AlcoholEdu teaches students alcohol safety and surveys how they use and think about alcohol. Many other colleges, including the University of Wisconsin-Madison, also use the two-and-a-half hour class.
“What we won’t do is tell you not to drink,” the course introduction says. “Our job is to provide reliable information so that you can make your own
decisions about alcohol.”
In an email sent over the summer with a link to the class, the University told freshmen they were required to complete the first portion of the course by Welcome Week. But those who didn’t complete the course weren’t penalized.
Students are expected to take a second part of the course during the semester, said Dave Golden, Boynton Health Service spokesman, though completion again won’t be enforced.
Golden said data from AlcoholEdu shows the course can decrease high-risk drinking — a cause for concern on campus.
Among Minnesota college students, about one in four said they had engaged in high-risk drinking in the past two weeks, according to Boynton’s 2012 College Student Health Survey.
The survey defines high-risk drinking as consuming five or more drinks in one sitting.
Starting this year, Madison required AlcoholEdu for incoming freshmen, transfer students and those returning to University housing, said Reonda Washington, community health specialist for Madison’s University Health Services.
The university was “behind the curve” for alcohol education compared to other universities, Washington said. She said more than 500 other colleges and universities have implemented the course.
Although The Princeton Review ranked Madison eighth on its list of “party schools” for the 2013-14 academic year, Washington said the course isn’t being offered because of that.
“We are just wanting to address drinking in general,” she said. “It’s an issue on every college campus.”
Once students complete both parts of the course, the administration can determine if it has affected students’ alcohol use, she said.
Beginning next year, Washington said, Madison students will have holds placed on their records if they don’t complete AlcoholEdu. This year, 90 percent of required students completed the course.

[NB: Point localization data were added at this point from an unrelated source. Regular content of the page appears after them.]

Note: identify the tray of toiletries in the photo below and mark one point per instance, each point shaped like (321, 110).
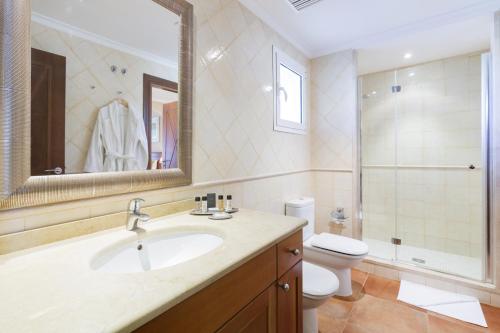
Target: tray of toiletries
(201, 213)
(213, 211)
(220, 216)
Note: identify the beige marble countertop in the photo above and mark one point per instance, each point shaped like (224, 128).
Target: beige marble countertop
(53, 288)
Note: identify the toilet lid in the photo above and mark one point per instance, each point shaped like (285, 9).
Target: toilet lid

Even though University of Minnesota students don’t face a penalty for skipping the course, more than 80 percent of incoming freshmen finished the first part.
“We would have liked to see 100 percent,” Golden said, but added he was “very happy with the number.”
Students’ experience
Students who took AlcoholEdu watched videos and took quizzes about the effects of drinking alcohol and the importance of consent in a sexual experience.
Freshman Claire Dolney said she learned drinking isn’t as prevalent on campus as she had assumed.
Only 10 percent of incoming students said they engaged in heavy drinking three or more times in the past two weeks, according to AlcoholEdu data from all participating schools.
About one-third of incoming students said they didn’t drink at all in the past year, according to the same data.
Some University students said the course’s information was good, but the delivery could have been better.
“It was kind of long,” Dolney said.
She also said that some of the information seemed to be common sense.
Child psychology freshman Laura Hanzal said the course didn’t change her opinions about drinking, and she thought it was “way too long.”
But she said she thought some information was helpful, including details about Minnesota’s new medical amnesty law, which went into effect
Aug. 1.
Under the law, an underage student who is drinking can call an ambulance for a friend with no risk of either of them getting a drinking ticket.
“I’m really glad that I know that now,” Hanzal said.